Guillaume Apollinaire s’était inspiré du mythe du devin aveugle, Tirésias, sans doute pour mieux être plus provocant. Avec des thèses féministes et antimilitaristes évidentes et revendiquées. La première de la pièce fit scandale à cause de ses allusions transparentes à la première guerre mondiale qui n’était pas finie !
Il y a un personnage essentiel dans la pièce, c’est Thérèse qui change de sexe pour obtenir le pouvoir, celui qu’a son mari en particulier, et les hommes en général. Pour établir enfin l’égalité des sexes.
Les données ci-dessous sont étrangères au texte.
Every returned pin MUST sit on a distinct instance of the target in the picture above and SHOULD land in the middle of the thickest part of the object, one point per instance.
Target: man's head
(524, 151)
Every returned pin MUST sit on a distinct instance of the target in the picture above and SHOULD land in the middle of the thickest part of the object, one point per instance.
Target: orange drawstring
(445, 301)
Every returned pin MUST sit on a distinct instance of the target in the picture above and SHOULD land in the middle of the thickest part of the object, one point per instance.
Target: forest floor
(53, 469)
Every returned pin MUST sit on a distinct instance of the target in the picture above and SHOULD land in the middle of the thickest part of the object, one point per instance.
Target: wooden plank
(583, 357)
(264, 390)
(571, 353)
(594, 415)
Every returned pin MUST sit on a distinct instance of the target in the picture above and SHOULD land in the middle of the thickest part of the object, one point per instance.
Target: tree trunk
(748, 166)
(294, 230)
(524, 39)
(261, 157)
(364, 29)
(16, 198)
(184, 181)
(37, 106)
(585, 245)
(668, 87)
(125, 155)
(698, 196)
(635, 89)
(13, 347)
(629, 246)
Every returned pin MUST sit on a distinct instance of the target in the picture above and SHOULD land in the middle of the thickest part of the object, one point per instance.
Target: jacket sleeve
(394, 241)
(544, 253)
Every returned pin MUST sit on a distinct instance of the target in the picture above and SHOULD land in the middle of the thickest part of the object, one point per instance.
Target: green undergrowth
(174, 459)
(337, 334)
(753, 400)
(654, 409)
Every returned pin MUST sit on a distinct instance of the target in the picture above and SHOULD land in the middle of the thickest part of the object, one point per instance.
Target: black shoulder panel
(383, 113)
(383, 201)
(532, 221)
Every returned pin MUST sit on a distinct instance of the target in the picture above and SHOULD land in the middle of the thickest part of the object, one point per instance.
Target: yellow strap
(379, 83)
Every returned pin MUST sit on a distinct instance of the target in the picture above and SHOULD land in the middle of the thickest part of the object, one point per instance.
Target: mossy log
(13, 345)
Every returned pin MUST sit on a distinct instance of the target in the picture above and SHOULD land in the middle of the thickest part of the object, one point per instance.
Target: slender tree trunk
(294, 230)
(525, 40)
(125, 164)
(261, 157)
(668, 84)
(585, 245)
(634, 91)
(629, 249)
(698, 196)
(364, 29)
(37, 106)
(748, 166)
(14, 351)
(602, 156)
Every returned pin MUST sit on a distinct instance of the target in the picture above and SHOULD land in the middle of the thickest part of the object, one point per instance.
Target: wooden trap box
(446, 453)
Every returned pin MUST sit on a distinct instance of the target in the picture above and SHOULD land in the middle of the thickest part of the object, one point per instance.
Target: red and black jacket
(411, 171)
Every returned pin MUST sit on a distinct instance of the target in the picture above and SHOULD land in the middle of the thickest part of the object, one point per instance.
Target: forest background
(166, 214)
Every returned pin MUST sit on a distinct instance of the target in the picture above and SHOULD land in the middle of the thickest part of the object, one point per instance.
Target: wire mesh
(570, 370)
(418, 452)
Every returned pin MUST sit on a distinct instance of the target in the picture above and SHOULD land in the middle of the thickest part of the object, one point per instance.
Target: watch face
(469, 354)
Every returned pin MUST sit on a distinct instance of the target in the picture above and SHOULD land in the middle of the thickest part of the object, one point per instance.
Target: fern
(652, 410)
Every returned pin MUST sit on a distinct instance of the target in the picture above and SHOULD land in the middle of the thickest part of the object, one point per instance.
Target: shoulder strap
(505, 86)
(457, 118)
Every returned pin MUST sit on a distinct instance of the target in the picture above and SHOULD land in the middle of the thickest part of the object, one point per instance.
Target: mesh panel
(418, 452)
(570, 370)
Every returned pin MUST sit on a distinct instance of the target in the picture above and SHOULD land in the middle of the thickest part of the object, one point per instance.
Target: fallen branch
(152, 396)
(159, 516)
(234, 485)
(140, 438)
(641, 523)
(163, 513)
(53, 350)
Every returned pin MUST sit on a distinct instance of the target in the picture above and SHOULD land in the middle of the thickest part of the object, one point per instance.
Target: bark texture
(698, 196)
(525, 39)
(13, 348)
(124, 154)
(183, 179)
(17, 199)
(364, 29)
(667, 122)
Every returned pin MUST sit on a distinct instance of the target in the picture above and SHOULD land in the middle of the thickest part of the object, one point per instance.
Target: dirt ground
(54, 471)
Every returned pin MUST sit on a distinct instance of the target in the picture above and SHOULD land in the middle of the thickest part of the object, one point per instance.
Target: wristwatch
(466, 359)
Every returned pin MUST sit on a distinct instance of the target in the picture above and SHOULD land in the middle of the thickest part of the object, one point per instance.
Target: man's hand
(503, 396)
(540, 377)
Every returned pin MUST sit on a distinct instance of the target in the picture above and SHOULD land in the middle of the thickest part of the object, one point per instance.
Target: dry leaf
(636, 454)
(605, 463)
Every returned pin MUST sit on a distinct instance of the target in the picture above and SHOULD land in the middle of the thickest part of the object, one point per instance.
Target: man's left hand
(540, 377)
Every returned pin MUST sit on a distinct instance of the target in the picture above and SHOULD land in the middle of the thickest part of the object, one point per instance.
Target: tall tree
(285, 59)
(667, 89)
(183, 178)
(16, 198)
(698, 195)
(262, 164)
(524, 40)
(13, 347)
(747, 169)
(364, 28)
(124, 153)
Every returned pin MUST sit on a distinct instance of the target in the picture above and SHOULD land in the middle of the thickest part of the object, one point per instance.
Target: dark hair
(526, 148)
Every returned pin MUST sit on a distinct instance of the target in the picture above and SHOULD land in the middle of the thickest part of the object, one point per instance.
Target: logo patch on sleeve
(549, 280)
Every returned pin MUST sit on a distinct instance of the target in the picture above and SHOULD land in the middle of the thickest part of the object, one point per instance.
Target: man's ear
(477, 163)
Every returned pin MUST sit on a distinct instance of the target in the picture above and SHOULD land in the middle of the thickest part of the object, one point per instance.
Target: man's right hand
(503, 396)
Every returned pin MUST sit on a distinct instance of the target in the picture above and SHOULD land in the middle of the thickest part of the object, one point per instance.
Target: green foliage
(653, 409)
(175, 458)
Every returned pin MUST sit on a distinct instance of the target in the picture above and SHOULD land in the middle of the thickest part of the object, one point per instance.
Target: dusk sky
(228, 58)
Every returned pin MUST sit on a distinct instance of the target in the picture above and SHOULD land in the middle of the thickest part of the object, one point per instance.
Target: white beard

Il y a de nombreux personnages : le directeur du théâtre, Thérèse/Tirésias, son mari, leur fils, une cartomancienne, un gendarme, un journaliste parisien, Presto, une dame, le peuple de Zanzibar, «personnage collectif et muet» joué par un seul acteur, des chœurs…
Les didascalies de Guillaume Apollinaire sont aussi précises que celles de Samuel Beckett ; instruments prévus: «revolver, musette, grosse caisse, accordéon, tambour, tonnerre, grelots, castagnettes, trompette d’enfant, vaisselle cassée» et : «tout ce qui est indiqué comme devant être dit au mégaphone, doit être crié au public».
Avant que le spectacle soit joué au Studio de Vitry, il a été donné dans le dépôt de vente d’Emmaüs qui qui occupe provisoirement un des bâtiments de l’ancienne Caserne de Reuilly. Avec un incroyable entassement d’objets : une sorte d’arbre doté de petits rectangles métalliques et posé sur le sol carrelé, des lustres des années 50, de verres, bibelots, vaisselles, le tout soigneusement rangés et accrochés aux murs, des croûtes : paysage, portraits, tableaux en tapisserie, tout à fait en accord avec la loufoquerie d’un texte qui, cent ans après, tient encore la route.
Sur-réalistevraiment, même si Guillaume Apollinaire considérait sa pièce comme une œuvre de jeunesse, dont pourtant le ton revendicatif est donné dès le début: « Non, Monsieur mon mari/Vous ne me ferez pas faire ce que vous voulez/Je suis féministe et je ne reconnais pas l’autorité de l’homme/Du reste je veux agir à ma guise/Il y a assez longtemps que les hommes font ce qui leur plaît/Après tout je veux aussi aller me battre contre les ennemis/J’ai envie d’être soldat une deux une deux/Je veux faire la guerre ,et non pas faire des enfants/Non, Monsieur mon mari, vous ne me commanderez plus » Ou : « Fameux représentant de toute autorité/Vous l’entendez, c’est dit, je crois avec clarté/La femme à Zanzibar veut des droits politiques/Et renonce soudain aux amours prolifiques/Vous l’entendez crier/Plus d’enfants Plus d’enfants.”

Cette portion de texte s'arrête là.